Page 96 of Carbon Dating


Font Size:

So much for his speech.

He snapped off the bedside light, pulled the duvet back and climbed in, trying not to wake her. She was looking forward to a lie in and he wasn’t about to maul her in her sleep. Her eyes flickered and she rolled over to him, hooking a leg around his and an arm across his waist, cheek against his chest.

Well, there were worse ways to sleep than with the woman you loved sprawled across you.

It was heaven. It was hell.

Christ, her feet were cold though.

He was awake before her because, quite frankly, he was uncomfortable. Laurel must have been desperately tired, because she hadn’t moved all night and he didn’t want to disturb her. If she needed the sleep, she needed the sleep.

Alex better not show his face this morning, or, if he did, he’d better be so bloody apologetic that Nate might find it appropriate not to cut him out of his life forever. Because last night he had been a complete and utter wanker, and Lucia hadn’t been much better either.

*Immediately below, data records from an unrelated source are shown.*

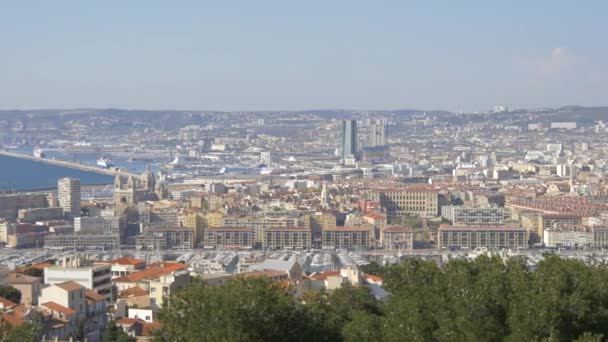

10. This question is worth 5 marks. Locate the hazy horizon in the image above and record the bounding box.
[0,1,608,112]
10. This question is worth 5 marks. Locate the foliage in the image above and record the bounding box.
[159,278,328,341]
[0,285,21,304]
[158,255,608,341]
[0,321,39,342]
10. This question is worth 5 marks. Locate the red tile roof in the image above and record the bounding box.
[308,271,340,280]
[0,297,17,309]
[110,258,145,265]
[141,322,162,336]
[84,290,106,302]
[6,272,41,284]
[41,302,76,315]
[323,226,372,232]
[365,274,384,283]
[113,262,188,283]
[0,305,28,326]
[55,280,85,291]
[118,286,148,298]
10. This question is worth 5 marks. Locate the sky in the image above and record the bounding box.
[0,0,608,111]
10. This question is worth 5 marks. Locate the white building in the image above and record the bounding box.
[57,178,81,217]
[44,256,112,298]
[0,265,10,285]
[543,229,594,247]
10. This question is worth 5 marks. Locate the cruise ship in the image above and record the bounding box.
[97,157,114,169]
[33,147,45,158]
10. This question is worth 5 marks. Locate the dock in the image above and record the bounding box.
[0,151,141,177]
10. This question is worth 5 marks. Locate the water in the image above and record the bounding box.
[0,155,114,191]
[9,148,161,174]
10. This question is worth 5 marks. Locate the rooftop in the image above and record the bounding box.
[55,280,84,291]
[40,302,76,315]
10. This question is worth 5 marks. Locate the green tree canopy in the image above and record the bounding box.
[0,285,21,304]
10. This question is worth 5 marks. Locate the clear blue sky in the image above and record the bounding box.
[0,0,608,110]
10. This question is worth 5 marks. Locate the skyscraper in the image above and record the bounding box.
[342,120,357,159]
[57,178,80,217]
[370,121,388,146]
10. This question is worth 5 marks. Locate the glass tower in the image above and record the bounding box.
[342,120,357,159]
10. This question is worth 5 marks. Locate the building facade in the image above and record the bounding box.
[342,120,358,160]
[264,227,311,250]
[321,226,373,249]
[203,227,253,249]
[57,178,81,217]
[437,226,529,249]
[441,205,505,226]
[368,189,439,217]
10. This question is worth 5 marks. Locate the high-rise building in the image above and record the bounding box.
[342,120,357,159]
[57,178,80,217]
[370,121,388,146]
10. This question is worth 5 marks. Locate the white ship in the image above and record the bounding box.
[97,157,114,169]
[33,147,45,158]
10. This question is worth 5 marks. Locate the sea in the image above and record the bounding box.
[0,148,164,192]
[0,155,114,192]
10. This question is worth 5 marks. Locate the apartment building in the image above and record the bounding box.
[264,227,311,249]
[17,208,63,223]
[368,188,439,217]
[441,205,505,226]
[44,256,112,298]
[380,225,414,250]
[321,226,373,249]
[0,193,49,220]
[437,226,529,249]
[224,216,298,248]
[203,227,253,249]
[543,227,594,248]
[135,227,194,249]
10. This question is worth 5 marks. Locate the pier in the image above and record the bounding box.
[0,151,140,177]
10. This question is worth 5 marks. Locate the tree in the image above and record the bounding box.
[158,277,320,341]
[342,311,383,342]
[102,320,136,342]
[0,285,21,304]
[0,321,39,342]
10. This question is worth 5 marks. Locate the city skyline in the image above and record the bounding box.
[0,1,608,111]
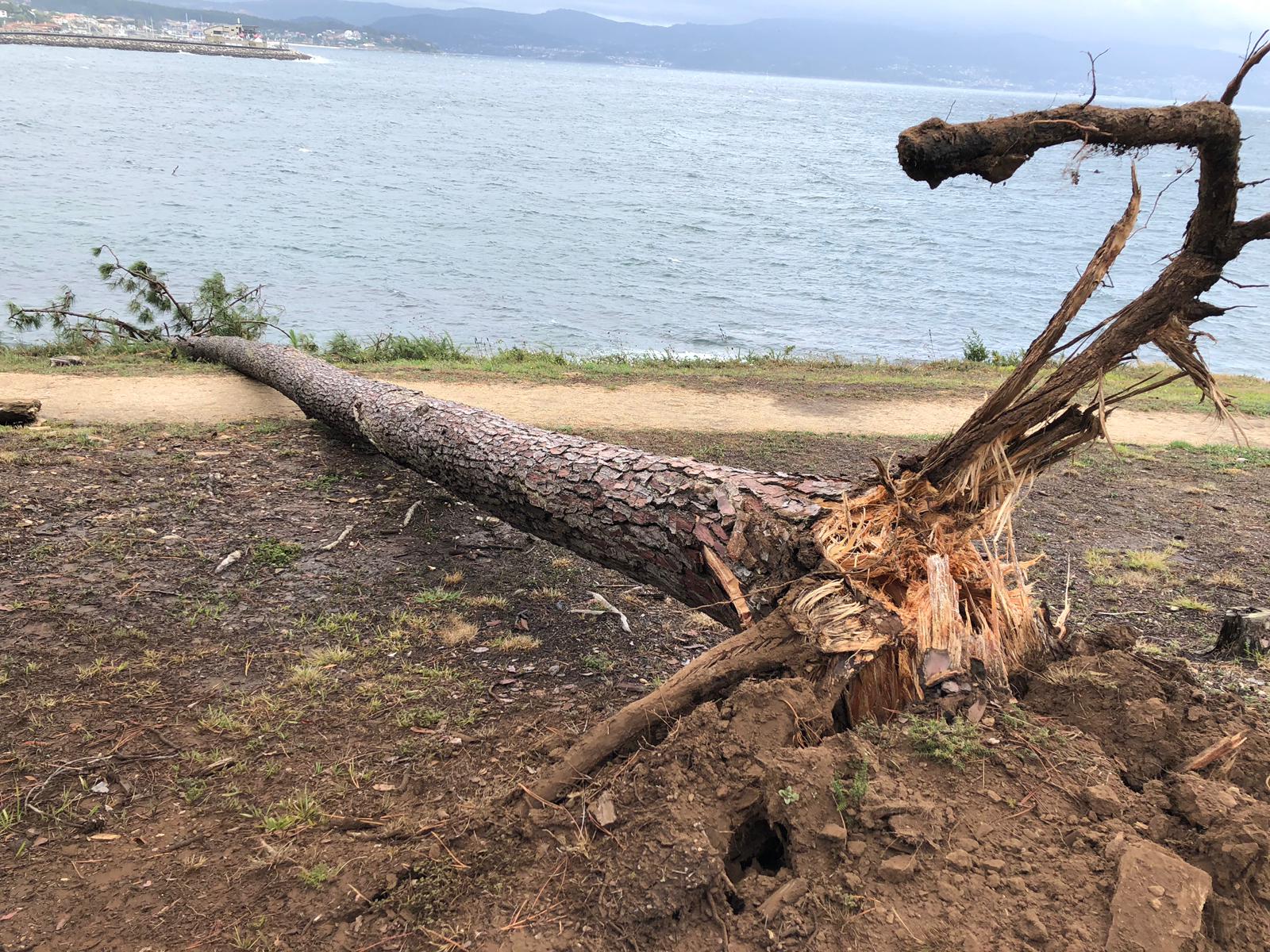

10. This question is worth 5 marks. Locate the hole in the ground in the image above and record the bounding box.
[722,814,789,901]
[832,692,853,734]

Laurel stirred against his chest and rubbed a hand across her eyes.

‘Oh,’ she said, her throat rusty with sleep. She shot upright, unwinding herself from him and shuffled back to her side of the bed, taking all the warmth with her.

‘Nate, I’m so sorry. I didn’t realise I had actually limpeted myself to you.’ She put her face in her hands. ‘I’m so embarrassed.’

His shirt collar crumpled around her neck, her hair gloriously messy around her face.

‘Don’t worry about it, Laurel,’ he said. Nate sat up, scooting backwards so he was resting against the headboard, adjusting his morning glory so he hoped it wasn’t evident, and crossed his ankles.

‘I suppose we should get ready,’ she said.

Before she could turn to swing her legs out of the bed, he caught her warm hand in his.

‘Laurel,’ he said, but his voice came out a whisper. He cleared his throat. ‘Laurel, I need to talk to you.’

‘Okay,’ she shifted on the bed to give him her full attention. He looked down to his hand holding hers. This had been so much easier when he was thinking about it in the bathroom last night.

‘I’m a stupid, stupid man, Laurel. I didn’t see it, I didn’t see—’

‘Uncle Nate, Uncle Nate! Laurel!’

What the hell was that little cock blocker doing? He loved Benji, but not right now, no please, not right now.

‘Uncle NATE, Mummy said I could jump on you at ten o’clock, and it’s ten o’clock in three, two, one.’

Laurel laughed and pulled her hand away from his as the door burst open and Benji hurled himself at the bed. He managed to cup his crown jewels as the entire weight of an eight-year-old boy landed on his stomach.

‘Morning Benji,’ he groaned. ‘How are you so heavy?’

‘It’s because I eat all of my vegetables,’ Benji said proudly. ‘It’s ten o’clock and mummy said I could come and get you because Bessie the Cow had a baby last night, and I want to go and see it, but mummy said that I had to wait for you, Laurel.’

Nate couldn’t bring himself to be mad with Benji, because he was so excited.

‘Laurel, why are you wearing one of Uncle Nate’s shirts? Don’t you have any pyjamas?’

She laughed.

‘I know Bessie the Cow had a calf last night, because me and Uncle Nate helped her. It was super late, so I was wearing my pyjamas and they got really dirty.’

‘You helped?’ Benji looked at her wide-eyed. ‘And you helped too?’

‘I did,’ Nate said, shuffling to get more comfortable. ‘But Laurel did most of the work.’

‘Can we go and see her, can we go and see? I want to see the baby cow,’ Benji said, bouncing.